/slate-command-common

Slate common command processor modules

Primary LanguageElmThe UnlicenseUnlicense

DEPRECATED - Please see elm-slate/command

Common Command Processor Modules for Slate

Provides helper functions for writing Slate Entity Command Processors.

Install

Elm

Since the Elm Package Manager doesn't allow for Native code and most everything we write at Panoramic Software has some native code in it, you have to install this library directly from GitHub, e.g. via elm-github-install or some equivalent mechanism. It's just not worth the hassle of putting libraries into the Elm package manager until it allows native code.

Command Processor

The Command Procesor is the main engine for processing Commands in Slate.

A Command is typically the output of an API. It consists of the following:

  1. A list of events in their JSON format
  2. OPTIONAL list of entity ids to lock
  3. OPTIONAL Validator Tagger

A single Command can optionally lock one or more entities, optionally perform a validation via the Slate Query Engine, and upon successful validation, write multiple events to the Slate database. These events are written contigously since blocks of events written to the Slate database are done serially.

Locking entities and validation are mutually dependent, i.e. they both exist or neither. Any other configuration will result in a crash.

Crashes

There are many times that the Command Processor will crash when something goes wrong. This is to prevent mistakes in programming corrupting a WRITE-ONCE-READ-MANY database.

Deletes and Updates are not allowed in Slate's database. So we must take great care when writing to the database, because once written, it's there forever.

Impossible States

The idea of making Impossible States Impossible won't work everywhere in Slate. This idea is great but doesn't work when you're dealing on the borders of the Functional and the Non-functional world, e.g. Slate code and the database.

The mapping of Elm records to JSON data stored in the Slate database will eventually involve a String. This mapping can't be validated by the compiler because it's not Elm.

Code has been employed to crash BEFORE inconsistent data can be written to the Slate database or if an API is validating without locking, etc.

Validator Tagger

Imagine a case where a Bank Account Entity has a Command to withdraw money from the account. Here's a case where you want to validate that the account has enough money in it.

But to do so would involve reading many records from the database most likely using the Slate Query Engine. Certainly, not a simple function call.

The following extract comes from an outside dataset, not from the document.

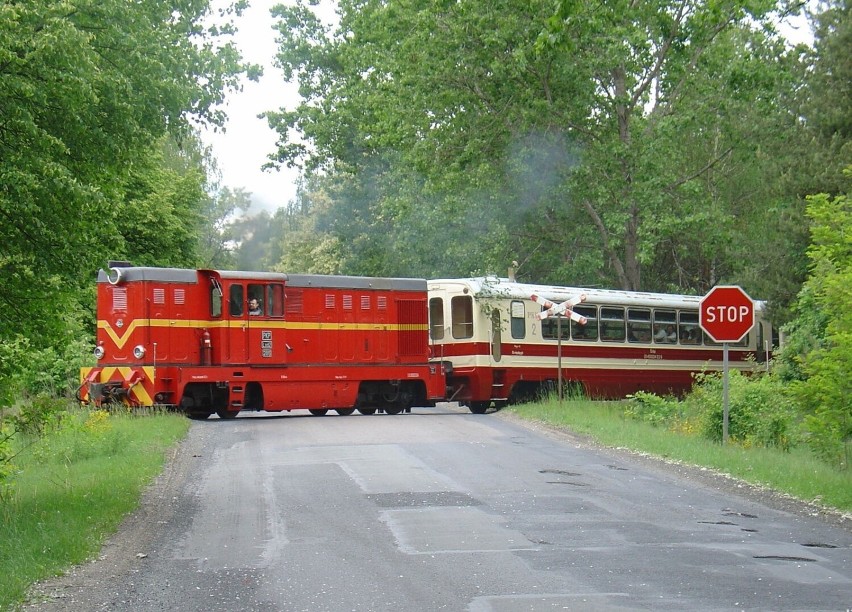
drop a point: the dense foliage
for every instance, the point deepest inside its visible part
(659, 146)
(643, 146)
(97, 158)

So a Validator Tagger is passed to delegate this complex process to the Parent of the Command Processor module. The Parent could and should delegate this to another module since there are many states and perhaps many asynchronous calls involved in retreiving the data necessary to validate a single Command.

When the overhead to retrieve validation data is high, caching can be employed, making a separate Validation Module even more attractive.

API

RouteToMeTagger

Parent's Tagger that will result in calling this modules update function.

type alias RouteToMeTagger msg =
    Msg -> msg

CommandErrorTagger

Tagger for command errors.

type alias CommandErrorTagger msg =
( CommandId, String ) -> msg

CommandSuccessTagger

Tagger for command success.

type alias CommandSuccessTagger msg =
CommandId -> msg

Config

Command Processor's Config

type alias Config msg =
{ routeToMeTagger : RouteToMeTagger msg
, errorTagger : ErrorTagger ( CommandId, String ) msg
, logTagger : LogTagger ( CommandId, String ) msg
, commandErrorTagger : CommandErrorTagger msg
, commandSuccessTagger : CommandSuccessTagger msg
}

init

Initialize command helper

init : Config msg -> ( Model msg, Cmd msg )
init config

process

Process command.

process : Config msg -> DbConnectionInfo -> Maybe (ValidateTagger Msg msg) -> List String -> List EntityReference -> Model msg -> ( Model msg, Cmd msg, CommandId )
process config dbConnectionInfo maybeValidateTagger lockEntityIds events model

Usage

See slate-test-entities. In particular, Test.App.